Caso contrário, vamos ficar somente na reunião, mas as atividades práticas e efetivas são aqueles que se revertem em pessoas voltando a frequentar o centro da cidade. Então vamos dar isenção de ICMS, que seja para restaurantes e lojas. Eu imagino grifes aqui no centro assim como restaurantes incríveis. O Grande Hotel tinha de ser restaurado. Ali, poderia ter uma escola de culinária, de hotelaria, um hotel boutique com um bar incrível no terraço que atrairia o público jovem. Aliás, são os jovens que vão ocupar o centro da cidade novamente.

A segurança, hoje, já não me preocupa tanto, porque o trabalho que as polícias vêm realizando aqui no centro é muito eficiente. Saio da praça cívica todos os dias à noite na maior segurança. O cinema funciona até tarde. Hoje, temos liberdade e tranquilidade dentro do centro. Então as marcas podem vir ocupar o bairro sem medo. Não é um trabalho que precisamos começar, porque ele já começou. A questão é intensificar isso. 

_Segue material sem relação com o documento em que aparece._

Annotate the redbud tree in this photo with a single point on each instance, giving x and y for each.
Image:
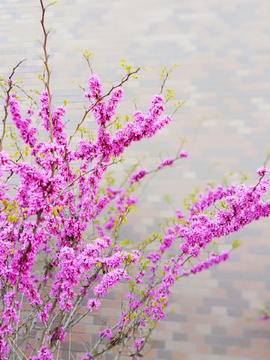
(48, 266)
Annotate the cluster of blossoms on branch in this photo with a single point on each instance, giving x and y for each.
(46, 220)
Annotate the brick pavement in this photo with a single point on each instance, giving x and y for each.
(224, 51)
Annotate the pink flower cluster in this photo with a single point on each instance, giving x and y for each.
(136, 177)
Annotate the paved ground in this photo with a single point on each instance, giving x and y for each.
(224, 52)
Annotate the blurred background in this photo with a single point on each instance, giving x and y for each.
(224, 52)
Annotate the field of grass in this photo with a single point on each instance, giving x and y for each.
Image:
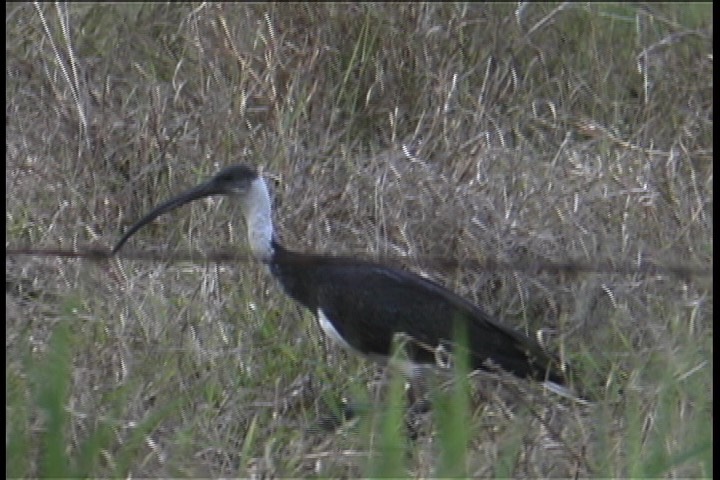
(511, 134)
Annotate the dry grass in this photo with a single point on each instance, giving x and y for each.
(549, 133)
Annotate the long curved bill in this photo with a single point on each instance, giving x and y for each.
(201, 191)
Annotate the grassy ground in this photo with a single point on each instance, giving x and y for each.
(532, 133)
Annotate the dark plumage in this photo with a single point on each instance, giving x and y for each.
(363, 305)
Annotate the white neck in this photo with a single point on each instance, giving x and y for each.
(258, 214)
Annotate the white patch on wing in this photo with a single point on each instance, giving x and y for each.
(330, 330)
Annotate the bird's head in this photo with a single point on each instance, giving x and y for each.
(238, 180)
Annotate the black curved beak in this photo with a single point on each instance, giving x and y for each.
(205, 190)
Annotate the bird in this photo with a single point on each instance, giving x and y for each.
(364, 305)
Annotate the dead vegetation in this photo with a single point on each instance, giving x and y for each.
(551, 133)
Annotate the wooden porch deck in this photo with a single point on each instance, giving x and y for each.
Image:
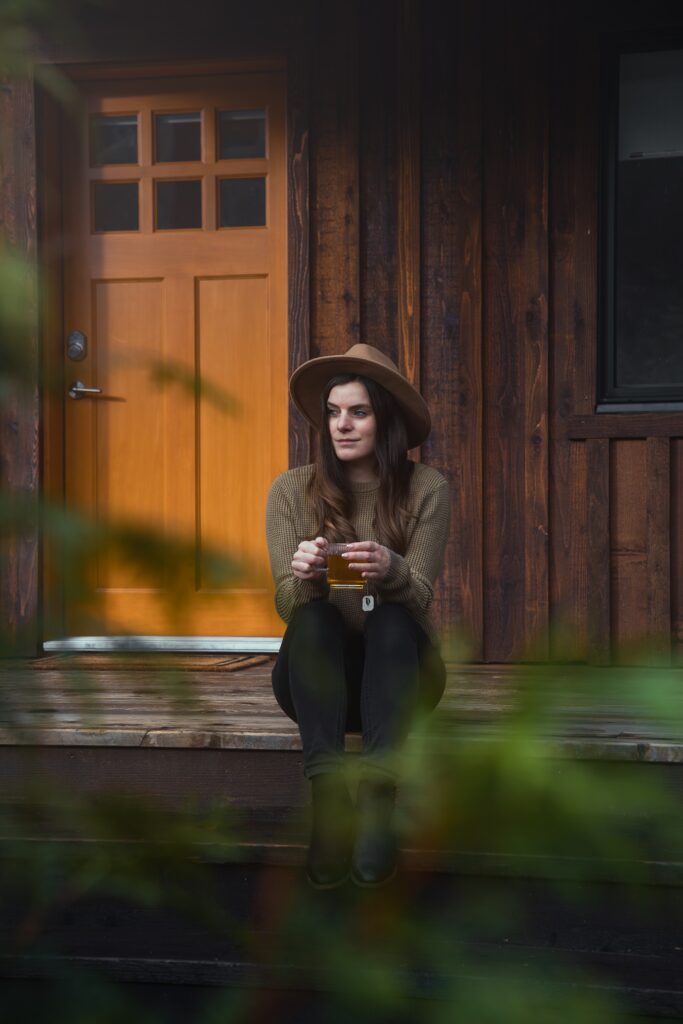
(216, 736)
(593, 715)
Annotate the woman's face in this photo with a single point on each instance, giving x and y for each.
(352, 424)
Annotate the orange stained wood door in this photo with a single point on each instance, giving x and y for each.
(175, 221)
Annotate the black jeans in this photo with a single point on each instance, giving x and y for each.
(330, 681)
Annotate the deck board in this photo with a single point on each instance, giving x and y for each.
(587, 713)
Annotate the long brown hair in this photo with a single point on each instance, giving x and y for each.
(329, 488)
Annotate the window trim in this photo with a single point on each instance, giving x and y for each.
(610, 397)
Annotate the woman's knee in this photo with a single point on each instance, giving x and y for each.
(316, 617)
(391, 624)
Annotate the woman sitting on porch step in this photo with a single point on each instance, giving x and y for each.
(356, 658)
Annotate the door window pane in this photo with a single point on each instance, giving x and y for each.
(178, 205)
(242, 203)
(241, 133)
(114, 139)
(116, 206)
(177, 137)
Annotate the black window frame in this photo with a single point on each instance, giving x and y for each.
(610, 398)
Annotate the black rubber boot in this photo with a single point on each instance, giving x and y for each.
(376, 850)
(332, 832)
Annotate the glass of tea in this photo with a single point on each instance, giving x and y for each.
(340, 573)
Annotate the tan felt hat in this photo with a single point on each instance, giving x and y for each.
(309, 379)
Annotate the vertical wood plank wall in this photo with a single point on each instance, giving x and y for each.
(19, 420)
(561, 544)
(443, 197)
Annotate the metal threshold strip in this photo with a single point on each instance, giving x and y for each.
(228, 645)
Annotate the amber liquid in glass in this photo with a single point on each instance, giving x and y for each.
(341, 576)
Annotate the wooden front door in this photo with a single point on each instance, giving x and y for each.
(175, 284)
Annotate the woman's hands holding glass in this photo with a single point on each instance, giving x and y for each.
(310, 559)
(371, 559)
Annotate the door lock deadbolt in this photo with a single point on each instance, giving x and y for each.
(77, 345)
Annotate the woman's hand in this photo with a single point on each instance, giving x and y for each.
(309, 558)
(368, 557)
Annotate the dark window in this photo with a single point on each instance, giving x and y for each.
(242, 203)
(178, 205)
(114, 139)
(177, 137)
(116, 206)
(642, 302)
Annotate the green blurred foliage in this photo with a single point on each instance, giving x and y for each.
(472, 790)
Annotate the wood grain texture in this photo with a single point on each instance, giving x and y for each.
(516, 333)
(335, 218)
(658, 551)
(409, 190)
(379, 170)
(599, 598)
(676, 527)
(629, 545)
(452, 297)
(298, 118)
(625, 425)
(19, 414)
(572, 272)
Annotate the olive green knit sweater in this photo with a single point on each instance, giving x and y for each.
(410, 581)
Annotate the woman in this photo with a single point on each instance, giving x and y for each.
(347, 664)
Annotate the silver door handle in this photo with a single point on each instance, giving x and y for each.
(79, 390)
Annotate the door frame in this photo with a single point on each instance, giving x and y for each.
(51, 612)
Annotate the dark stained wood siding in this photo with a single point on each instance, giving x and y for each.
(444, 206)
(19, 417)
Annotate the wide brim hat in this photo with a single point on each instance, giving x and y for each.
(309, 379)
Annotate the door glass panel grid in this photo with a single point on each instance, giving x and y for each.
(242, 134)
(115, 206)
(177, 136)
(178, 204)
(114, 138)
(242, 202)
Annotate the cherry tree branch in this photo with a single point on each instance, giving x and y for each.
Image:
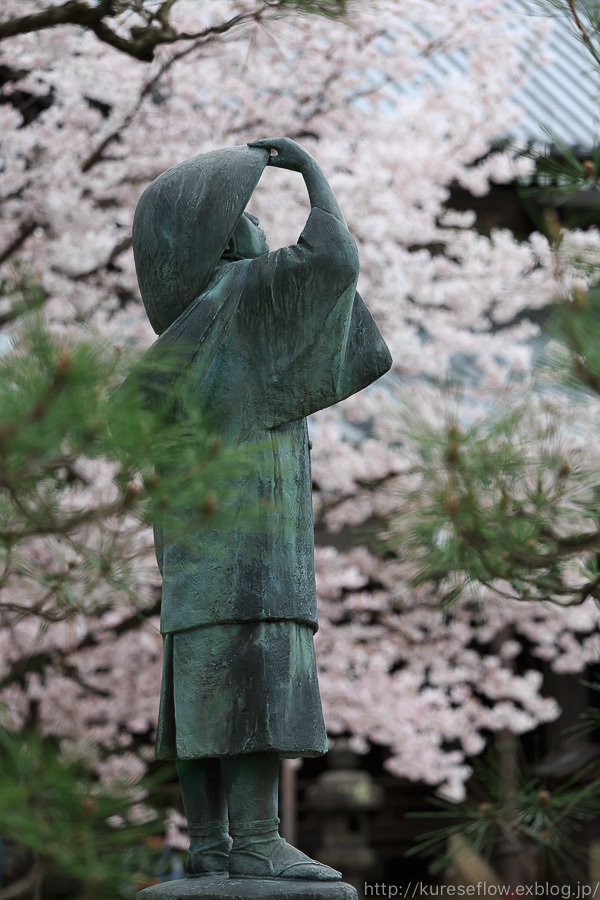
(144, 39)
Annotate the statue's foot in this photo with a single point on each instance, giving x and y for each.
(280, 860)
(211, 860)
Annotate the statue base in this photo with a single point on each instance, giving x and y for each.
(221, 888)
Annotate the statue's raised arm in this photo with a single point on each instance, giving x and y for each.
(287, 154)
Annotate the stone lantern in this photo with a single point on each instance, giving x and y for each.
(345, 795)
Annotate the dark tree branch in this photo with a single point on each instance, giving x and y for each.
(144, 39)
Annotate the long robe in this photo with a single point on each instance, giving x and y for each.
(268, 342)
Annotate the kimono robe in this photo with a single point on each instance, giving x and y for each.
(268, 342)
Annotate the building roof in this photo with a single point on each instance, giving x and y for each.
(563, 95)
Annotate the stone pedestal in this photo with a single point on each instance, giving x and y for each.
(222, 888)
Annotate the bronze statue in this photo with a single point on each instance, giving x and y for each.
(259, 340)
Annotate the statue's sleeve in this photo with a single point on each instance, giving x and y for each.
(314, 340)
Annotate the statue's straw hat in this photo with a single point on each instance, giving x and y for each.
(184, 221)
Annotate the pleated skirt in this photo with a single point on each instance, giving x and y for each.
(240, 688)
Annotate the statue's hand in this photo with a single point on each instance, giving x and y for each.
(285, 153)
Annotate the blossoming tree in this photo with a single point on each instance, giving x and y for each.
(85, 125)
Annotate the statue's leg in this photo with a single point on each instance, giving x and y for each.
(206, 811)
(251, 784)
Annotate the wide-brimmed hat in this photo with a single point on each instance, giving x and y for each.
(183, 222)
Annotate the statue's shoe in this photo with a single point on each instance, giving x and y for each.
(206, 862)
(284, 861)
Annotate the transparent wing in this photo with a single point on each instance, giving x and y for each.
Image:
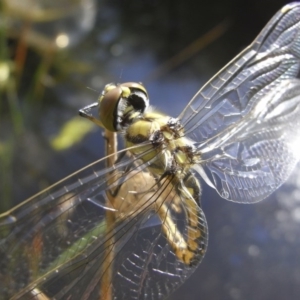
(100, 233)
(248, 154)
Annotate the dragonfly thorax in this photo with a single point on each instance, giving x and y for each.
(162, 144)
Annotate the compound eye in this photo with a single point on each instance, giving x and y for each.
(120, 104)
(108, 103)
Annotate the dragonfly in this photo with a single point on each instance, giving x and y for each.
(130, 225)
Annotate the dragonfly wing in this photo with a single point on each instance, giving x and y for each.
(94, 231)
(262, 150)
(233, 92)
(247, 148)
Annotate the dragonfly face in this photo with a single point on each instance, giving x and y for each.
(135, 229)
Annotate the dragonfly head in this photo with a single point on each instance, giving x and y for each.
(120, 104)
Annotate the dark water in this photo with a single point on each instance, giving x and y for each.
(253, 250)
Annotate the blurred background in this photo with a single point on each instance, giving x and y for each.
(56, 57)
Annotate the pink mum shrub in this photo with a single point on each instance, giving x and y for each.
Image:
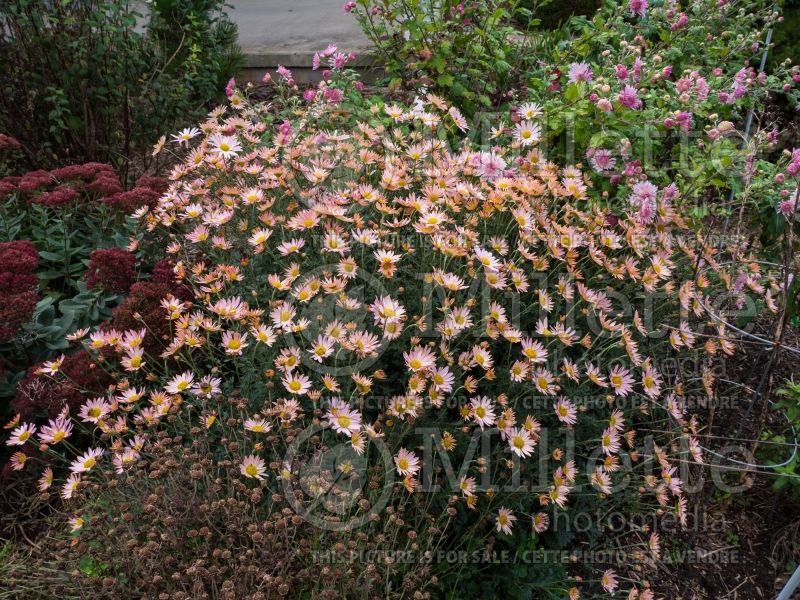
(387, 341)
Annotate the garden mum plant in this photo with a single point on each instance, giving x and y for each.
(391, 344)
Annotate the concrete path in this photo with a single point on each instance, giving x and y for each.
(288, 32)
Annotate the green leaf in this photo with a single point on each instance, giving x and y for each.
(572, 93)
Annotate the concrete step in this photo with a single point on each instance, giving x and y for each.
(289, 32)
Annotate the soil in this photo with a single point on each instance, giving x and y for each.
(748, 543)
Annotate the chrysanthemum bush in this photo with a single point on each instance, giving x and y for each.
(394, 347)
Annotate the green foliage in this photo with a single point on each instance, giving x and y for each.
(550, 15)
(81, 80)
(472, 53)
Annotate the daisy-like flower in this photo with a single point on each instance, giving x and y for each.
(51, 367)
(21, 434)
(46, 480)
(180, 383)
(527, 133)
(545, 382)
(483, 411)
(420, 358)
(56, 431)
(534, 351)
(579, 72)
(601, 480)
(70, 486)
(343, 418)
(259, 236)
(406, 462)
(467, 486)
(529, 110)
(297, 384)
(134, 359)
(264, 335)
(75, 524)
(505, 520)
(651, 382)
(609, 441)
(520, 442)
(253, 467)
(322, 348)
(234, 342)
(540, 522)
(291, 247)
(609, 580)
(86, 461)
(184, 136)
(257, 425)
(227, 146)
(442, 380)
(621, 380)
(207, 387)
(566, 412)
(18, 460)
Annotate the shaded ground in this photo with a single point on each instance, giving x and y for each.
(747, 543)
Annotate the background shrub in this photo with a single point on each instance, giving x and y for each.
(82, 81)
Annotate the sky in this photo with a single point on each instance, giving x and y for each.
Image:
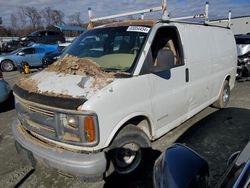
(176, 8)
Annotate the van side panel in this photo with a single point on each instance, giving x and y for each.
(225, 59)
(197, 44)
(210, 54)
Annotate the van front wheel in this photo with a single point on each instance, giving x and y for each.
(127, 152)
(224, 96)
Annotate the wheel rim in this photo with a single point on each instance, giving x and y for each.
(225, 96)
(127, 158)
(7, 66)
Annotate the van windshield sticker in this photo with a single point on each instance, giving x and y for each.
(138, 29)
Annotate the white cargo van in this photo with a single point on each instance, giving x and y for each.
(99, 107)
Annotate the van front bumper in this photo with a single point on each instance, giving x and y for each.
(89, 166)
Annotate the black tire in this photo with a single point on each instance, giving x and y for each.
(7, 66)
(224, 96)
(127, 152)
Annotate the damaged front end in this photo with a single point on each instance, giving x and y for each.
(48, 103)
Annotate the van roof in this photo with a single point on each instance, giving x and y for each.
(129, 22)
(151, 23)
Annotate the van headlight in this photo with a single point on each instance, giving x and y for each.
(72, 121)
(85, 126)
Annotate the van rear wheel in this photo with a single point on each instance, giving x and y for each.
(224, 96)
(127, 152)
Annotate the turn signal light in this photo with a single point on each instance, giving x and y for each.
(89, 128)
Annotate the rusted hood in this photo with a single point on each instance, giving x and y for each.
(69, 78)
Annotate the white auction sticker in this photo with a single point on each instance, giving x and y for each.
(138, 29)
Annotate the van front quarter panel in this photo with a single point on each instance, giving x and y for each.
(118, 102)
(170, 72)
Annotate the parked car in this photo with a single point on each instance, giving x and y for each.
(243, 49)
(181, 167)
(45, 36)
(4, 89)
(32, 55)
(107, 99)
(10, 46)
(51, 57)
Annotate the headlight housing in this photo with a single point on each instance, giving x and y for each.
(81, 128)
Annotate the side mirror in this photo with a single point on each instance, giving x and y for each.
(20, 53)
(164, 60)
(178, 167)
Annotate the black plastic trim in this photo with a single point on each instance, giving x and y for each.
(54, 101)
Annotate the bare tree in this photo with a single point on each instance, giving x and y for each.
(47, 15)
(22, 18)
(33, 15)
(14, 20)
(75, 18)
(57, 17)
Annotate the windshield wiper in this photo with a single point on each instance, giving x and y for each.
(111, 70)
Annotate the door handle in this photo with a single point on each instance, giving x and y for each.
(187, 75)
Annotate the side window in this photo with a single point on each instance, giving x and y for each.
(51, 33)
(42, 33)
(165, 52)
(39, 50)
(28, 51)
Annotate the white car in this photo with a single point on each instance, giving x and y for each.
(97, 109)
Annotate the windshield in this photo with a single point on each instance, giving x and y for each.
(15, 51)
(114, 49)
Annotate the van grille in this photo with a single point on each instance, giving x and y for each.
(47, 123)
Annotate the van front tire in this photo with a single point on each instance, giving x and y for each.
(127, 152)
(224, 96)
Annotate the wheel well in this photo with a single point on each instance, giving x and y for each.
(228, 78)
(142, 122)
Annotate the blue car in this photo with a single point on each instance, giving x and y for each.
(180, 167)
(32, 55)
(4, 89)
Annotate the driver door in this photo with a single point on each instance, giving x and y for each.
(168, 85)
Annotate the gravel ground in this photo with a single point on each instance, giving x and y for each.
(215, 134)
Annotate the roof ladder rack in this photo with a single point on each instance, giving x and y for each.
(141, 12)
(225, 20)
(165, 16)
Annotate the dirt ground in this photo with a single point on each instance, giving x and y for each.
(215, 134)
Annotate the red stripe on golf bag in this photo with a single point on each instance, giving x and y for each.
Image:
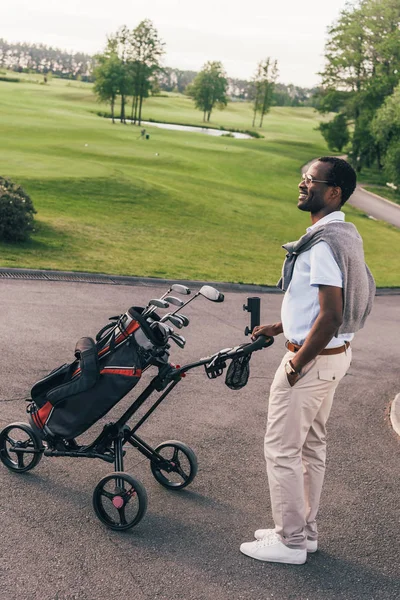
(74, 396)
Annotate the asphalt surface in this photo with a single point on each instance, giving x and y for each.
(187, 546)
(376, 207)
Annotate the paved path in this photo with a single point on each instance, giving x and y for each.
(373, 205)
(187, 546)
(376, 207)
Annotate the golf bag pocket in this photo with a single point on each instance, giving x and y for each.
(73, 397)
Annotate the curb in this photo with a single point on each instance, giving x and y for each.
(76, 276)
(395, 414)
(81, 277)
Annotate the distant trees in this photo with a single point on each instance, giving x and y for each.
(362, 69)
(263, 88)
(40, 58)
(386, 131)
(128, 67)
(16, 212)
(209, 88)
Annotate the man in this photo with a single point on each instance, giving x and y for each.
(329, 294)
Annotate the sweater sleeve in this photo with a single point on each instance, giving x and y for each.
(324, 269)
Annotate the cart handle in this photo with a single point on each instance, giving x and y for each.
(262, 341)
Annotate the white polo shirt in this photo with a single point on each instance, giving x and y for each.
(300, 306)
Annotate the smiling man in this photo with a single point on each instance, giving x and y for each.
(329, 292)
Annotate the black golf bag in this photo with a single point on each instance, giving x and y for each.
(74, 396)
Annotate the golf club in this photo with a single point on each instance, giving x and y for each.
(208, 292)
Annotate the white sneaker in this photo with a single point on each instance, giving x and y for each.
(259, 534)
(270, 548)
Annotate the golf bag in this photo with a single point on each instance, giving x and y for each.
(74, 396)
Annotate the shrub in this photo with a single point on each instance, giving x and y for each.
(16, 212)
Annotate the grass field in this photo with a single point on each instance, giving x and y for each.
(178, 205)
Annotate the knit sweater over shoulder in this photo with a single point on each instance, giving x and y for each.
(347, 248)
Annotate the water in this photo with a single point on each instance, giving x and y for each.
(205, 130)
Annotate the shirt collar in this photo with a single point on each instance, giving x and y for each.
(337, 215)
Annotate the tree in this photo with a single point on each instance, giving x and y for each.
(386, 131)
(146, 50)
(362, 69)
(107, 79)
(16, 212)
(209, 88)
(336, 132)
(269, 74)
(263, 88)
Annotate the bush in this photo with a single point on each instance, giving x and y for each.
(16, 212)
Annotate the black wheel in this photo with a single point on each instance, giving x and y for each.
(20, 448)
(119, 501)
(178, 466)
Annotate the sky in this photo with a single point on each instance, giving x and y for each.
(239, 33)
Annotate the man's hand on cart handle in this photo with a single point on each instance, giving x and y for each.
(267, 330)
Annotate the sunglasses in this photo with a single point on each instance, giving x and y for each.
(310, 179)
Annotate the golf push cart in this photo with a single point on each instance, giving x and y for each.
(70, 399)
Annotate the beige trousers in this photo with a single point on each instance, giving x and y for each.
(295, 444)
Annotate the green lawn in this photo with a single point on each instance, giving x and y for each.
(178, 205)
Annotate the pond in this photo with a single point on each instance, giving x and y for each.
(205, 130)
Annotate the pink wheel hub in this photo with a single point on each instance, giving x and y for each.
(118, 502)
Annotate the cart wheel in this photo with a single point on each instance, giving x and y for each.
(119, 501)
(20, 448)
(178, 467)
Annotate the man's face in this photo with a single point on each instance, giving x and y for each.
(316, 196)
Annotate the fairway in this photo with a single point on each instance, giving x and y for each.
(178, 205)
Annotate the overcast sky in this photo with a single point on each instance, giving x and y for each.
(239, 33)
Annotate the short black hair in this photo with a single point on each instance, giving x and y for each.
(342, 175)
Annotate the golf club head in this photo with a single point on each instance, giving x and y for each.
(184, 319)
(176, 321)
(158, 303)
(178, 339)
(180, 289)
(173, 300)
(211, 293)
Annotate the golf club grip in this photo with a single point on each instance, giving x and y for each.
(262, 341)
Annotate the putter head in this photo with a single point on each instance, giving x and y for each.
(158, 303)
(180, 289)
(211, 293)
(178, 339)
(173, 300)
(176, 321)
(184, 319)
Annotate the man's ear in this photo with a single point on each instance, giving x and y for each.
(336, 195)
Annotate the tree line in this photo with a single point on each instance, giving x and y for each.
(128, 67)
(42, 59)
(39, 58)
(361, 83)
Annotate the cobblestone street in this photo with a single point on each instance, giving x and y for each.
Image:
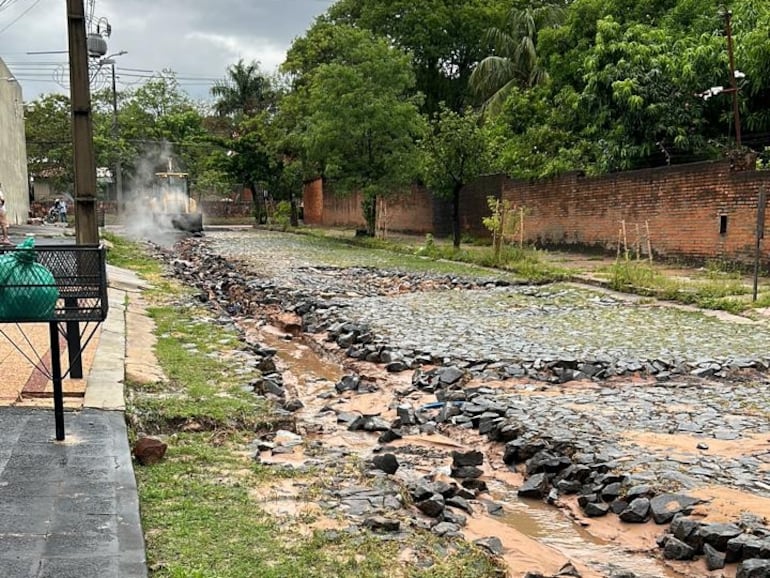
(665, 396)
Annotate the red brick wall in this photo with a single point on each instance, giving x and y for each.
(682, 206)
(412, 213)
(313, 202)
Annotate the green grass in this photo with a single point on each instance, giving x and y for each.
(714, 291)
(130, 255)
(202, 520)
(202, 506)
(203, 388)
(441, 257)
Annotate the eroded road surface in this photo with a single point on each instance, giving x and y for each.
(567, 429)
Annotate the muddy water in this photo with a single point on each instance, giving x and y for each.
(537, 537)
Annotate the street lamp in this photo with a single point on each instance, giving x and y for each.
(735, 75)
(118, 166)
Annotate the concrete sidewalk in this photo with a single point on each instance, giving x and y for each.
(70, 508)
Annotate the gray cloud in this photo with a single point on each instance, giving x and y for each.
(196, 38)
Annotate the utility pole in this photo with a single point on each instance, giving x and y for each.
(116, 132)
(86, 227)
(733, 81)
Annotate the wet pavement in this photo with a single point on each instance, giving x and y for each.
(69, 508)
(714, 431)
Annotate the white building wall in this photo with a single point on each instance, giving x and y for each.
(13, 148)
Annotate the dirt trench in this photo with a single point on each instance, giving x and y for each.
(536, 537)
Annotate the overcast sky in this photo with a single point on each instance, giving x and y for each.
(198, 39)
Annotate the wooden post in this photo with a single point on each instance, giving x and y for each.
(86, 226)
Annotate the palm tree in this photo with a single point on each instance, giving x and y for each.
(514, 62)
(245, 92)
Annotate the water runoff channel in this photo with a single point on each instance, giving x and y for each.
(527, 528)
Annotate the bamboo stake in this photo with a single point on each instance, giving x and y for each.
(625, 239)
(638, 243)
(649, 244)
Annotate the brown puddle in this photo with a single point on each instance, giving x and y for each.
(536, 537)
(746, 445)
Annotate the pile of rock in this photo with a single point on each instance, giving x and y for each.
(719, 544)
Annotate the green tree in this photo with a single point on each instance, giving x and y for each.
(455, 152)
(514, 61)
(444, 38)
(49, 140)
(356, 113)
(245, 92)
(158, 121)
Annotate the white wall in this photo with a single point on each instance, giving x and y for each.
(13, 148)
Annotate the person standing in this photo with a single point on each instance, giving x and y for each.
(63, 210)
(3, 220)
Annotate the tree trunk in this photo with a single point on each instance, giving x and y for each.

Qual sua perspectiva para a requalificação do Centro?

Eu fiquei chocada, no ano passado, quando a gestão municipal anterior falou em requalificação do centro e estava dando incentivo para a construção de estacionamentos.  Eu pensei, “Meu Deus, as pessoas vão quebrar os prédios históricos que restam para fazer estacionamento”. Foi desesperador. Ainda bem que o assunto esfriou. Imagino que se tenha bom senso de não falar mais em transformar as casas em estacionamentos. 

Agora, temos que esperar a poeira da eleição baixar, porque a Prefeitura acaba de assumir a gestão, mas fico esperançosa com a perspectiva de, juntamente com o prefeito Sandro Mabel (UB) e o governador, ter conversas sobre o Centro. É muito utópico pensar que tudo estará caminhando até março do ano que vem. Mas precisamos ao menos plantar essa semente.